Tras las múltiples protestas en contra de la energía nuclear que se han suscitado en Alemania, la canciller Angela Merkel ha anunciado que la nación se desprenderá de sus plantas termonucleares para 2022. Amén de las manifestaciones y el descontento civil, esta decisión se tomó después de que Merkel recibiera una recomendación de la Comisión de Ética para la Seguridad Enérgetica, instándola a cerrar las 17 instalaciones de este tipo en el país.

La dependencia de diferentes naciones hacia la energía nuclear ha estado en tela de juicio desde el trágico incidente de Fukushima. A raíz del desastre, numerosas ONGs han externado su negativa hacia que los gobiernos impulsen nuevos programas nucleares, y han solicitado que se apueste por otras energías renovables.
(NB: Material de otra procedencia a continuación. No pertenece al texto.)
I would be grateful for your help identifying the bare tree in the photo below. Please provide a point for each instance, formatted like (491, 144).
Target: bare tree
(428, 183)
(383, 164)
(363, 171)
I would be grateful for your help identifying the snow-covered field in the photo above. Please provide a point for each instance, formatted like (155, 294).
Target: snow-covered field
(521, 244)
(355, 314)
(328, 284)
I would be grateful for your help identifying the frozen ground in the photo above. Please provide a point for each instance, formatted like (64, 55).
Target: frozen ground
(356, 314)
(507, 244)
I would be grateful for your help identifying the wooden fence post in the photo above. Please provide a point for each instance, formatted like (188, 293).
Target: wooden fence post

Alemania tomó acciones directas tras el accidente japonés, dándole marcha atrás a una política de Estado pro-nuclear y apagando siete de las plantas nucleares más viejas del país. Tras esa decisión, la Comisión de Ética evaluó el resto de las instalaciones. Su dictamen es categórico: las siete plantas clausuradas deben permanecer así, en tanto que las diez restantes deberían ser desactivadas de manera gradual.
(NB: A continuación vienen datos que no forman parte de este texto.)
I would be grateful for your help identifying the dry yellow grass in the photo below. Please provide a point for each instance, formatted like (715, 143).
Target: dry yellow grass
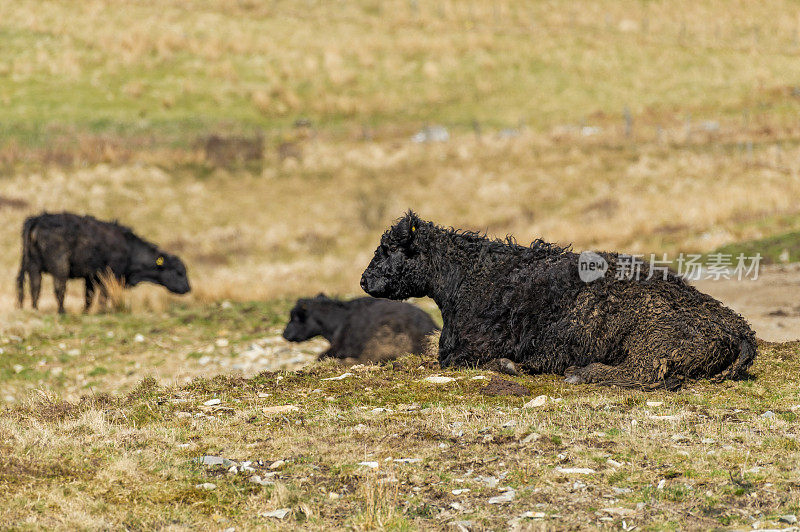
(303, 227)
Por supuesto, la decisión ha sido controversial para la Agencia Federal de Redes, quienes cuestionan la capacidad que tiene Alemania sin las siete plantas para abastecer de electricidad a su población. Los miembros de este organismo acusan que la red eléctrica opera al límite de su capacidad sin el apoyo de estas termonucleares.

Así, Angela Merkel ha decidido hacer caso de la resolución del comité, quienes pronostican que el país podría independizarse de la energía nuclear en un lapso aproximado de una década. De esta forma, la canciller promete liberar a Alemania de esta fuente de energía para 2022. El plan es ambicioso, pero la comisión señala que se cuenta con suficientes alternativas para el desarrollo de plantas solares, eólicas y de biomasa para sostener la demanda energética de la nación.

Alemania da un paso muy arriesgado al externar su renuncia a la energía nuclear, y su éxito (o fracaso) en la implementación de otras fuentes de energía podría ser el caso paradigmático que otras naciones tomen como ejemplo. Por lo pronto, serán diez años de trabajo duro, pues renuncia a la energía nuclear plantea retos y riesgos en el abastecimiento. ¿Serán capaces los alemanes de enseñarle al mundo que se puede vivir sin el poder atómico?